I would settle for 2 four-hour days, I think.
I would settle for 2 eight hour days, with the rest being as-wanted (I actually/thankfully like what I do but damn the grind is hard!)
Anyone interested in the 996 workweek? Supposedly, it builds great discipline.
I personally am not, but only because I have a secondary thing I have to devote a lot of time to.
I recently asked to take Friday off and Thursday to work from home. Plan to start next month. I would like to push it to 3 days, but nevertheless its a great start. Doesn't make sense to waste your life in front of a computer...
I started feeling burned out and asked for part time, just 3 days a week. Company refused - we don't do part time. Instead they tried to convince me to stay, give me perks, a raise, etc, because they really liked me. I told them I probably can find someone willing to hire a dev in this huge city.

By the end of the day I had a part time offer and a raise. The market is in our favour at least for now.

Interestingly, after 6 months I dialed back to 4 days a week. I felt too disconnected with the projects and the people, and procrastinated too much in the 4-day weekend.

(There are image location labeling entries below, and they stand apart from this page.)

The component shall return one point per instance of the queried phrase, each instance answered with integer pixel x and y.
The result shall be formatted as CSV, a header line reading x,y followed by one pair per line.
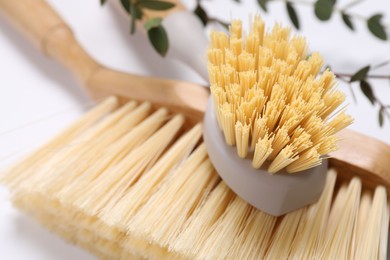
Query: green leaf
x,y
380,116
292,14
155,5
159,39
152,23
126,5
376,28
360,74
323,9
263,4
347,21
201,13
367,91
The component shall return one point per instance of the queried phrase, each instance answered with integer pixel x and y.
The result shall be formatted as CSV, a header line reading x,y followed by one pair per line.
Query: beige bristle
x,y
281,243
342,222
226,230
242,139
114,153
109,186
195,233
272,85
369,245
314,222
177,207
138,226
96,148
262,151
128,205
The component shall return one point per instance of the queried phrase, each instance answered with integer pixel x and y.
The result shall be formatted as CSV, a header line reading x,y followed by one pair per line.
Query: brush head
x,y
271,102
274,194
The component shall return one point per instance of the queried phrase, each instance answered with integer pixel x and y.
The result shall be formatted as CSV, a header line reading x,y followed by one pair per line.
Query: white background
x,y
39,97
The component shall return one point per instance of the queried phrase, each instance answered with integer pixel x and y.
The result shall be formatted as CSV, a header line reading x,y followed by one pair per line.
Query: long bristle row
x,y
267,77
150,192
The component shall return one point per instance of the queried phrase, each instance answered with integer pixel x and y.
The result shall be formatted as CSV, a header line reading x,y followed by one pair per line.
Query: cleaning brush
x,y
172,204
133,180
269,102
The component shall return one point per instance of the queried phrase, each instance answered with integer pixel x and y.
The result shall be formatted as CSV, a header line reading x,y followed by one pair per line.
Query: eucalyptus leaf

I found 4 days to be my personal sweet point.

Nice one. I guess the point is to have the flexibility to try what works for you. Some people like to work 7 days a week which is also fine...
I somehow doubt this, especially over the long term. And this is coming from exeperience.

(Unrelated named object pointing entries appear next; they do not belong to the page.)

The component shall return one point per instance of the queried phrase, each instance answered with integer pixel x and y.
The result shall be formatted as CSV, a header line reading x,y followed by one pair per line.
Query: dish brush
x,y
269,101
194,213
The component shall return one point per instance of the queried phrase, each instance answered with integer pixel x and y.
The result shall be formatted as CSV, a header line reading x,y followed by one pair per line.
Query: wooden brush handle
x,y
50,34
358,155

Let's say you have about 84 truly free hours in a week without work. Do you really have 84 hours of free time stuff you want to do or are you going to be staring at your phone swiping refresh on reddit bored out of your mind half way into the first week?

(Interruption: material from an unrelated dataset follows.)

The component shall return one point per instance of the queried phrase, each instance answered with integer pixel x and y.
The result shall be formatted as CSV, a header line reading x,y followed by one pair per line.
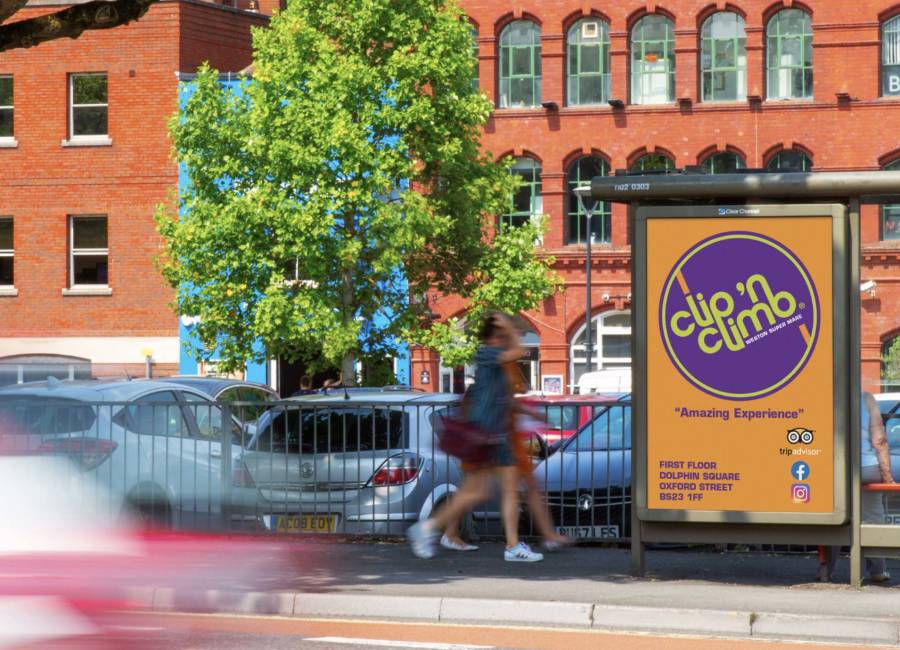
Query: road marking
x,y
390,643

Certain people have hobbies that will eat almost unlimited time, let's say fishing or woodworking, but if you don't all this free time can be a nightmare.

That being said I'd love something like 4, 4-6 hour days a week.

No one who commented this far has read the article. Somehow this doesn’t surprise me, people only think of themselves.

The thesis is that to counter the effects of unemployment on mental health, you only need one days worth of work. As in, work is a psychological remedy for people who have not been able to contribute to society and have no place on the pecking order.

Giving the unemployed more work did little to improve their mental health much further. This article was not about your poor ass having too much work. And for some its even a status symbol to be so important that you are busy all the time.